Diamonds, in the words of one of the world’s most famous marketing slogans, are supposed to be forever.
But a growing fashion for engagement rings with coloured stones, such as rubies and emeralds, is threatening to undermine their pre-eminence.
When Frances Gerety, a young advertising copywriter, coined the ‘forever’ slogan in 1947, she helped established the status of diamonds as a must-have accessory.
That, coupled with the De Beers diamond company’s marketing campaign which invented the ‘rule’ that a man ought to spend at least two month’s pay on his fiancee's engagement ring, reinforced the cachet of diamonds as a gift of rare and eternal beauty.
But experts say that the rise of the Millennials, with their more cost-conscious and individualistic shopping habits, along with their growing demands for more ethical sourcing of products, have led to diamonds losing their sparkle.
New research by insurance house, Allianz, shows that the majority of men now fork out far less than two to three month’s pay on a stone, with an average spend of £573, with middle-class couples preferring to save their money for future school fees, spiralling house prices and adventurous holidays.
With cheaper emeralds and rubies growing in popularity just one in five women can expect to receive a ring, costing between £750 and £3,000, Allianz found.
Anusha Couttigane, a senior analyst at Kantar Retail, said: "A generation of marital age people are now prioritizing other things such as weddings, housing and the cost of having children, rather than splashing out on a really expensive ring.
“There is still a lot of demand for solitaire diamond rings, but there has been growth in non traditional designs which use a range of cheaper, coloured stones too.”
At the same time tastes in jewellery have changed and coloured stones are seen as providing a more individualistic and distinctive alternative to the once ubiquitous white diamond.
Joanna Hardy, a jewellery expert for the BBC's Antiques Roadshow, said: "The great thing about coloured stones is that you can buy something really fabulous looking and most people will have no idea how much it cost.

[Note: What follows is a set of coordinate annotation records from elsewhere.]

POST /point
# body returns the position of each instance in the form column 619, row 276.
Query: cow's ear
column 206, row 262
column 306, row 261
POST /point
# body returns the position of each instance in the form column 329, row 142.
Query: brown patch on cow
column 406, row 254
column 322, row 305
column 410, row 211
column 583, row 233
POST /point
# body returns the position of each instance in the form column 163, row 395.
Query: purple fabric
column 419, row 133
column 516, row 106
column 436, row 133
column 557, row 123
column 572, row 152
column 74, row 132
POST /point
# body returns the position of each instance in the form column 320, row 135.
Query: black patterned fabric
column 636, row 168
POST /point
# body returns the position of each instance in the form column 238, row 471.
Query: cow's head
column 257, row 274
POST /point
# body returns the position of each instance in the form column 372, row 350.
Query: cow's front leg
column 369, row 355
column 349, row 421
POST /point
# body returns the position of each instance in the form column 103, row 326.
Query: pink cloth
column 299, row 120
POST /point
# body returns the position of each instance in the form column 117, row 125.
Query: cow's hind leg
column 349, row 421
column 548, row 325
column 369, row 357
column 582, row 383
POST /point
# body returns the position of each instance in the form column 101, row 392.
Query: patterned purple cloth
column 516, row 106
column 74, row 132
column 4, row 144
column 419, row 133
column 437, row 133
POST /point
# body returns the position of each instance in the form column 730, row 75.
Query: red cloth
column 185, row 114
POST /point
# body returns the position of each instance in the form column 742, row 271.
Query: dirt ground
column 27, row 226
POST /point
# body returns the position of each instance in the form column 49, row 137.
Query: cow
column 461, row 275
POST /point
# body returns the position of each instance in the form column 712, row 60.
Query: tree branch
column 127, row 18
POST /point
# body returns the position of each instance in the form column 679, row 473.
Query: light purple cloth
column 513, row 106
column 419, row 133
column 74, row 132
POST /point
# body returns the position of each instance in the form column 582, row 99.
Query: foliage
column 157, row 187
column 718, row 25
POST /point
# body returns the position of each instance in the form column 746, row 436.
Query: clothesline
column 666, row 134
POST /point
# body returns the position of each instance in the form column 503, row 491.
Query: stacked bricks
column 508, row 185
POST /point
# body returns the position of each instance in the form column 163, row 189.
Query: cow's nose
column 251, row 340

This is a big selling point for people who perhaps don't have as much to spend on a ring and don't want others to know exactly what they've spent on it."
Young people, says Ms Hardy, are steering clear of generic style rings and instead have a tendency to choose unique or unusual rings, which they see as reflecting their individual personality.
Ethical shopping has also dented the market for the traditional rock, with Leonardo Di Caprio’s film Blood Diamond alerting consumers to the human cost of extracting them from the earth and the conflicts the tread fuels.
Jewellers, including the high end designer Chopard, are now promoting "traceable" emeralds through marketing campaigns aimed at eco-conscious consumers.
In 2013 Chopard launched its "Green Carpet Collection", the first high-jewellery range made with Fairmined gold and ethically sourced diamonds. More recently it has partnered with Gemfields, whose Zambian emeralds were worn by Julianne Moore at the Cannes Film Festival in May.
Meanwhile the growing number of second marriages has seen a boom in secondhand and antique rings, which tend to be around half the price of new pieces.
The number of marriages has been rising since 2013, partly thanks to a growth in couples in their late 50s and 60s getting hitched for a second or third time.
Department store John Lewis said the trend has led demand for its range of antique jewellery to boom.
A spokeswoman said: "Second hand engagement rings are increasing in popularity, particularly with people getting married later in life, or for the second time. People who aren't marrying for the first time are often looking for a simple design having chosen a large stone, or statement ring the first time."
Sloane Square-based jewellery designer Kiki McDonough, added: “There is a huge trend to choose coloured stones for an engagement ring, particularly for second time marriages as people are looking for something totally different.”
Perhaps it’s just as well trends are shifting away from white diamonds.
The supply of new diamonds - formed by huge geological forces beneath the surface of the earth more than a billion years ago - is expected to peak in the next few years, before it starts to decline.
In September De Beers opened its Gahcho Kué mine in Canada’s Northwest Territories, where at full production it will extract more than 12,000 carats (2.4kg) of diamonds each day.
But by 2030 the mine’s supply diamonds will have been exhausted and it will shut. De Beers has no plans to open other new mines.
Diamonds, it seems, really aren’t forever.